De acordo com o secretário de Justiça dos Estados Unidos, William Barr, as Forças Armadas Revolucionárias da Colômbia (Farc) “inundaram o território americano” com cerca de 250 toneladas de cocaína sob o beneplácito da cúpula do regime chavista, regiamente recompensada com o dinheiro oriundo da operação criminosa. Nicolás Maduro, acusou Barr, é o maior beneficiário deste esquema, tanto financeira como politicamente. Segundo Geoffrey Berman, procurador do Distrito Sul de Nova York e um dos responsáveis pelas acusações, “o escopo e a magnitude deste esquema de tráfico de drogas só foram possíveis porque Maduro e outras instituições corrompidas da Venezuela proveram apoio político e militar às operações (criminosas)”, disse o procurador ao jornal Financial Times.

Há muito os Estados Unidos tentam minar a capacidade de ação de Nicolás Maduro investigando e processando indivíduos leais ao regime. Considerado um pária internacional – mais de 50 nações já não o reconhecem como presidente da Venezuela, incluindo o Brasil – e enfrentando uma onda de protestos que só foi interrompida pelas restrições de circulação impostas pela pandemia de covid-19, o ditador chavista conta única e exclusivamente com o apoio da cúpula militar de seu país para se manter no poder. E este apoio custa muito caro. Ao estabelecer as milionárias recompensas pela captura de Maduro e próceres do regime chavista, o governo americano, evidentemente, pretende criar um ambiente favorável a traições dentro do regime, notadamente das lideranças militares que hoje o sustentam.

Se Maduro só permanece no Palácio de Miraflores pela “lealdade” da cúpula militar venezuelana ao regime e esta “lealdade” pode ser comprada, sua permanência no poder passou a ser apenas uma questão de preço. Terá o ditador capacidade de oferecer aos militares que o cercam ainda mais do que já oferece em dinheiro e altos cargos em empresas estatais para fazer frente às milionárias recompensas oferecidas por Washington? “Colocar uma recompensa de US$ 15 milhões (pela captura de Maduro) pode estimular uma vontade real de haver traições dentro do próprio sistema. Agora há incentivos financeiros para traí-lo”, disse ao Estado o analista Erik Del Bufalo, professor da Universidade Simon Bolívar, em Caracas.

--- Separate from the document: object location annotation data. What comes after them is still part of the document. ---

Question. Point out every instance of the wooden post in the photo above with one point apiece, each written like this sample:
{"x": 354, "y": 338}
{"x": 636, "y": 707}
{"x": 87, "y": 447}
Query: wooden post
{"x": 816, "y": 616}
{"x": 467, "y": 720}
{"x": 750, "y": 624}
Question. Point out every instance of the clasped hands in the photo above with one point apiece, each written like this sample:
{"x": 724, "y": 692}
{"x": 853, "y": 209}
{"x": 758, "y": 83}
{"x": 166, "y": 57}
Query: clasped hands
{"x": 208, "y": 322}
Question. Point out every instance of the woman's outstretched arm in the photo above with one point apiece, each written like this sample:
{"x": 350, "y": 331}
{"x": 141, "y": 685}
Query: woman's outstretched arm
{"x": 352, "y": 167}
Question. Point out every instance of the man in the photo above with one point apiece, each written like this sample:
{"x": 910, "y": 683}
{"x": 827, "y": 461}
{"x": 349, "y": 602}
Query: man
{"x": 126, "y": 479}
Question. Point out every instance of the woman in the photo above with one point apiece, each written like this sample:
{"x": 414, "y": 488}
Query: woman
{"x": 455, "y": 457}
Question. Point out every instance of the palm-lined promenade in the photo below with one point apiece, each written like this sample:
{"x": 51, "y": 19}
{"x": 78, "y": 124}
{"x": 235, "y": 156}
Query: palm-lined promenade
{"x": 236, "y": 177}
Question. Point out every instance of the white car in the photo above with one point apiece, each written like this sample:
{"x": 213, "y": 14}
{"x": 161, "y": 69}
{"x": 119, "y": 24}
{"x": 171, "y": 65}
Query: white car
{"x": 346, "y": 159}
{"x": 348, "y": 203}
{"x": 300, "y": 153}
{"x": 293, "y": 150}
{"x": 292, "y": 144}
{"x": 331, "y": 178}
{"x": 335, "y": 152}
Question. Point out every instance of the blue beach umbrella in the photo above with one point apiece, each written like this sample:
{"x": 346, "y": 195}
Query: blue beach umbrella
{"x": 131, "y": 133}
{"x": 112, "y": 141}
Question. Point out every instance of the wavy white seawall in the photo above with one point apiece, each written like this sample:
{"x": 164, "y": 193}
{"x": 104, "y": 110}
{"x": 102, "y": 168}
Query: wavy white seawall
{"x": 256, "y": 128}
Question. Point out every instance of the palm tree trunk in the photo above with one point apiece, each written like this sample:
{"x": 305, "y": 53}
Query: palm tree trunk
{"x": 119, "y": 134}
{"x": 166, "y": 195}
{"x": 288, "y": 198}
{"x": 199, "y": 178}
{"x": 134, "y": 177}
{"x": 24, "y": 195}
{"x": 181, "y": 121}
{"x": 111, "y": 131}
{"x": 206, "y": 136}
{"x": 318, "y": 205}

As acusações penais contra Nicolás Maduro e membros da cúpula chavista, que podem ser condenados à prisão perpétua nos Estados Unidos, chegam em um momento de particular fragilidade da oposição ao regime na Venezuela e, em especial, de enfraquecimento da liderança do presidente encarregado, Juan Guaidó. A ação surpreendente do governo americano tem potencial para reverter este curso e para concluir a mais grave crise política, econômica e humanitária na América Latina em décadas, além de dar ao presidente Donald Trump um troféu a ser exibido em sua campanha pela reeleição.